Disorders of ovulation are common causes of infertility and polycystic ovarian syndrome (PCOS) is the most frequent condition. In general population, PCOS has a prevalence of 5%-15% depending upon the phenotype and ethnicity. Women of all races and ethnicities are at risk of PCOS. It is one of the most common causes of ovulatory infertility with a prevalence of 4 -7% Most commonly used criteria for diagnosis is the Rotterdam criteria which includes menstural disturbance (oligo or an ovulation), clinical or biochemical signs of hyperandrogenism (acne, hirsutism, male pattern baldness and hoarseness of voice) and polycystic ovarian morphology on ultrasound examination. Obesity is present in over 50% of PCOS women. Hyperandrogenism is characterized by higher than normal levels of androgens which interfere with folliculogenesis and ovulation. Women with PCOS often have an increased pulsatility of gonadotropin-releasing hormone (GnRH) resulting in increased pituitary release of Luteinizing Hormone (LH) and an elevated LH/FSH ratio. Increased LH stimulates excess androgen synthesis. Intraovarian androgens within normal levels stimulate the growth of prenatal and early antral follicle stages but at a higher levels induce atresia in later antral stage of follicular growth. PCOS is also characterized by increased Anti-Mullerian Hormone levels which makes the Pre antral follicles unresponsive to FSH thus hampering follicular growth and ovulation. Hypersecretion of LH also leads to hyperinsulinemia and insulin resistance characterized by darkening of skin particularly along neck creases,in the groin and underneath breasts. Hence PCOS patients are at increased risk of diabetes in the long-term.
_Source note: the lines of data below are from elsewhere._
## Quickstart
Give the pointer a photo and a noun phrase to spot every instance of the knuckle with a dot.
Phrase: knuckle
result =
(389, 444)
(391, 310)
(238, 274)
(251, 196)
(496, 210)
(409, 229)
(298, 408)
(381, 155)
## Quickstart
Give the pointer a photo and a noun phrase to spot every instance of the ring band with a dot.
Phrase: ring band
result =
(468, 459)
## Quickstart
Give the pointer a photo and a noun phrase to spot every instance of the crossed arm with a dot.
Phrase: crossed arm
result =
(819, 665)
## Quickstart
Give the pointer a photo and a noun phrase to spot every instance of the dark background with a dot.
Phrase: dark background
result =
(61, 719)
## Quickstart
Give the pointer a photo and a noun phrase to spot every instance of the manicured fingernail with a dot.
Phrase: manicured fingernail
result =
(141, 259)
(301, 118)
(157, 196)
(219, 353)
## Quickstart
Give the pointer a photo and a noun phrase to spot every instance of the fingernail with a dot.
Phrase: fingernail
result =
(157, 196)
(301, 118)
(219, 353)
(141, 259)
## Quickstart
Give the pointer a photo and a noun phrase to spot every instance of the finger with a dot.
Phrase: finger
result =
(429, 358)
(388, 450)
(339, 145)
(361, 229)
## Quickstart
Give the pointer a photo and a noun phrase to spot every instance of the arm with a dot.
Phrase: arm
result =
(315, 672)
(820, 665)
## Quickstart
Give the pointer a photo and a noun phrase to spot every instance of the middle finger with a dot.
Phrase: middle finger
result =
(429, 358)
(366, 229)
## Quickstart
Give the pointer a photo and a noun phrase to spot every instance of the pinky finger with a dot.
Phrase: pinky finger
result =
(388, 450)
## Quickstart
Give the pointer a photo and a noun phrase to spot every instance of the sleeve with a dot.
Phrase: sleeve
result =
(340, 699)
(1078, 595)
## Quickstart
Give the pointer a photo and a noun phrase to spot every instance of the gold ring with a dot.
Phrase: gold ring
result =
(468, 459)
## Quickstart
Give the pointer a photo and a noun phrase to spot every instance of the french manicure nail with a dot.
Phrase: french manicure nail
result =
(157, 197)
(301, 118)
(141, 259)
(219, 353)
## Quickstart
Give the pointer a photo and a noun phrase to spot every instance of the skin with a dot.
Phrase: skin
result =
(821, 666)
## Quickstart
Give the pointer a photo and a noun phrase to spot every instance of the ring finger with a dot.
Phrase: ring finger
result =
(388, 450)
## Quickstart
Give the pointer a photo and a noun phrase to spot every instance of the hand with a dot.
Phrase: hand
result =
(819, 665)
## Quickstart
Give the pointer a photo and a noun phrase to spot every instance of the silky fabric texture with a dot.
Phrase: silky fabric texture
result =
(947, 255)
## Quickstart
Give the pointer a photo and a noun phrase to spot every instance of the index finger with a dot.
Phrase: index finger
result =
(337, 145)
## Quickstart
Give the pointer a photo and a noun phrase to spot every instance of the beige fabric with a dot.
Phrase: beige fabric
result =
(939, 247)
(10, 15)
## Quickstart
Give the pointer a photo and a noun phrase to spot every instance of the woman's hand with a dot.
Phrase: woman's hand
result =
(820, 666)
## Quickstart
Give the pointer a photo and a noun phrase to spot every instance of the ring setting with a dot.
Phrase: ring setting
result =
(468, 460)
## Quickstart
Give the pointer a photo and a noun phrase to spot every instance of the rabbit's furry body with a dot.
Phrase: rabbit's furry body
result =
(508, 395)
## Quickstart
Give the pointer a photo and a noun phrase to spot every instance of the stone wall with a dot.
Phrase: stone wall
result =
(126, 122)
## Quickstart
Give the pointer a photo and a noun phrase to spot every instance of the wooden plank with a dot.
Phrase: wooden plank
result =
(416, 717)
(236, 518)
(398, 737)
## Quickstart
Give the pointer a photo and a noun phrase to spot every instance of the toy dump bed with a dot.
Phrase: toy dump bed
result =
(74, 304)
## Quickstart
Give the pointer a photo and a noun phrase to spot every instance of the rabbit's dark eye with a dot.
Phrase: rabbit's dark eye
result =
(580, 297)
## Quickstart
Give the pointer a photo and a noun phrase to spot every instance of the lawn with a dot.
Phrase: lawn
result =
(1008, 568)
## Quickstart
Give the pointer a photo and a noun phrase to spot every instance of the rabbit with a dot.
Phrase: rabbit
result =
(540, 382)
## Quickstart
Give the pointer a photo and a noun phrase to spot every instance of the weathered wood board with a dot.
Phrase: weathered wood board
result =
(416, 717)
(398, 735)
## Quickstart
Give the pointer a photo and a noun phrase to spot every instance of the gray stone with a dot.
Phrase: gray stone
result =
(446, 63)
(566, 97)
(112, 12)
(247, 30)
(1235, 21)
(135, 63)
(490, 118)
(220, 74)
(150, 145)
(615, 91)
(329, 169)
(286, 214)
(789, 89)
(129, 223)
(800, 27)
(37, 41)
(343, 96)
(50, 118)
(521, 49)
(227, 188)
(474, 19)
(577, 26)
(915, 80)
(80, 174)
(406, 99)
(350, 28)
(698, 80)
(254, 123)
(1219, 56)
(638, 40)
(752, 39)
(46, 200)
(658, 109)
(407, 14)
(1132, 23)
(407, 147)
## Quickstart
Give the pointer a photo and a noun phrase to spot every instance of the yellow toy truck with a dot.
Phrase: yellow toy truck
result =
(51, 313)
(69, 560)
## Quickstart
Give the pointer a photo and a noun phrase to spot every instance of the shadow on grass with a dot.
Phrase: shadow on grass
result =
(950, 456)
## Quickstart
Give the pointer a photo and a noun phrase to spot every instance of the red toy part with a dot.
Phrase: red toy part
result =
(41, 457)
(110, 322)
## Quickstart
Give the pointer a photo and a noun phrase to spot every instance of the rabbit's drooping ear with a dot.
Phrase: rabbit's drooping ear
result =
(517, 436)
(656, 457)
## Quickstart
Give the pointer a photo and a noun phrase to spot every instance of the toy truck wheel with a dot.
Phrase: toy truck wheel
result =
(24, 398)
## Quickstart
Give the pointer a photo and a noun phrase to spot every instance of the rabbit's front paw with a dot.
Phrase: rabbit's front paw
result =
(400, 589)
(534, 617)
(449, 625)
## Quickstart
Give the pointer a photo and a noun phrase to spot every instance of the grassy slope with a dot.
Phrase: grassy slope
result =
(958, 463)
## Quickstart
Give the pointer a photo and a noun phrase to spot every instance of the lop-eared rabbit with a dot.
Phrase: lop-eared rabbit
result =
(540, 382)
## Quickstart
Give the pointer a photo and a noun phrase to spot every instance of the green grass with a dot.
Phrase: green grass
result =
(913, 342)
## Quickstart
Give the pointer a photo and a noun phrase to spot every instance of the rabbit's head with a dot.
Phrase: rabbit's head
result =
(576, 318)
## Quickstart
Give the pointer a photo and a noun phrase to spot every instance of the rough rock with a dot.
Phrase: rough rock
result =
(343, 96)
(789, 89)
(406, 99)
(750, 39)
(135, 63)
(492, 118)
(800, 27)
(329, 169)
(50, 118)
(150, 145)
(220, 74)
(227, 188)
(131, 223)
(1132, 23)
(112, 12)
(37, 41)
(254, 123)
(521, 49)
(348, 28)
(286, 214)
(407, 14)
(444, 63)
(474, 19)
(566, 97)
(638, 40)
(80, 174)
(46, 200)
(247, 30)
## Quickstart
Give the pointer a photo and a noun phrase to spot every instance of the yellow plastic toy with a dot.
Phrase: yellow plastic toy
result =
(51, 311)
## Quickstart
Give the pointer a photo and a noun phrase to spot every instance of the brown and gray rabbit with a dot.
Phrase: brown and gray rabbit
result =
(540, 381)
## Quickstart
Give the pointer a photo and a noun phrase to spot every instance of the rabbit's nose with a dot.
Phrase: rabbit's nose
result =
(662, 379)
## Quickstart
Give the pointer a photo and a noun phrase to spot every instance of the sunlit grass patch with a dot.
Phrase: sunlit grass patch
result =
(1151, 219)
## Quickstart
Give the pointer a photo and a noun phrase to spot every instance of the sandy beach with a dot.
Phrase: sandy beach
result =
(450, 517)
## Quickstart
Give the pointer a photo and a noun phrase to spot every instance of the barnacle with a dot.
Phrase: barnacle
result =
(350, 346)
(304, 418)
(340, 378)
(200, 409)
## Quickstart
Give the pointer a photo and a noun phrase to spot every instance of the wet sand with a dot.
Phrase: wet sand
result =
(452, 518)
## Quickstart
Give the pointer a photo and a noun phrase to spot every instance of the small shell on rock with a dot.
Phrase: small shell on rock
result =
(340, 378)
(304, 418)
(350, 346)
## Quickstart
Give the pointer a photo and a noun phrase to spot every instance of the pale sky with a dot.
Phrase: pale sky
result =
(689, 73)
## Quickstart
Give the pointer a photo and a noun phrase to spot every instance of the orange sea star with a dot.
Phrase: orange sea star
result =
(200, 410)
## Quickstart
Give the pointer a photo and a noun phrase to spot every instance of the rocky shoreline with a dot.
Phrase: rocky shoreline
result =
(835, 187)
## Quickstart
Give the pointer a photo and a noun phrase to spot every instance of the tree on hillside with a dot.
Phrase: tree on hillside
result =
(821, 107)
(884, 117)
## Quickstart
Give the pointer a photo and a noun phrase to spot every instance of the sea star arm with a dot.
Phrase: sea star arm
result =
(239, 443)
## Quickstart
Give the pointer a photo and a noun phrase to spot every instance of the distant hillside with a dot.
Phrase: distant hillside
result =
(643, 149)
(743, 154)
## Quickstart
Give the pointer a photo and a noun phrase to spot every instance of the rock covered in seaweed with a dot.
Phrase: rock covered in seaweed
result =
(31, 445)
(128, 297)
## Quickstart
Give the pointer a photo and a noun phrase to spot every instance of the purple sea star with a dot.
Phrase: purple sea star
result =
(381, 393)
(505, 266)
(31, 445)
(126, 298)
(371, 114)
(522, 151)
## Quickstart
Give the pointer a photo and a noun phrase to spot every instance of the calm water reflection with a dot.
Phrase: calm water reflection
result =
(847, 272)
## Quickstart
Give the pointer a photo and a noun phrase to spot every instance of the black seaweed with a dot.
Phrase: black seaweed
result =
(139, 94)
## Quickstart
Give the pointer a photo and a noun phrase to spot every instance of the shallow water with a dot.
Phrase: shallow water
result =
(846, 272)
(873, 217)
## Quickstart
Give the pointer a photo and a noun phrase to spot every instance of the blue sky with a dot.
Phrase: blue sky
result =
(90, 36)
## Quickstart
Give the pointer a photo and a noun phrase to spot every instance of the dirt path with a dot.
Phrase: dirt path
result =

Treatments of anovulatory related infertility aim to shift the balance of intraovarian steroid synthesis away from an LH driven excessive androgen synthesis towards a FSH driven steroid synthesis that helps in final development of a dominant follicle.
Several treatment options are available to treat infertility in PCOS women. As PCOS is often associated with obesity the first step in treatment of such women is lifestyle modification which includes a healthy diet and exercise. A diet that is low in carbohydrates and high in protein content reduces the glycemic load which helps in weight loss and corrects hormonal imbalance. Recommended exercise in PCOS women is at least 30 minutes of moderate exercise daily. Weight reduction reduces hyperinsulinemia and insulin resistance, and increased physical activity increases insulin sensitivity. This improves the hormonal balance in the ovary and reduces androgen dominance. A steady decrease in weight seems to be more important than the actual amount of weight lost. Even 5% decrease in patients body weight has shown to improve fertility.
Women who still have infrequent ovulation despite lifestyle modifications may require fertility medications called as ovulation inducing drugs like Clomiphene Citrate and Letrazole to assist with follicular growth and ovulation. Some PCOS patients do not respond to these ovulation inducing drugs may require Gonadotropin injections. In ovarian resistant PCOS women no response is achieved with either oral tablets or injections and such patients can benefit from either laparoscopic ovarian drilling or IVF to achieve pregnancy. Laparoscopic ovarian drilling (LOD) in CC-resistant PCOS women is beneficial in highly selected cases, particularly in those with hyper secretion of LH, shorter duration of infertility and normal BMI. The mechanism by which LOD benefits resistant PCOS is by reducing the levels of Testosterone, Androstenedione,Estradiol and LH. IVF in PCOS patients has proven to have good success rates.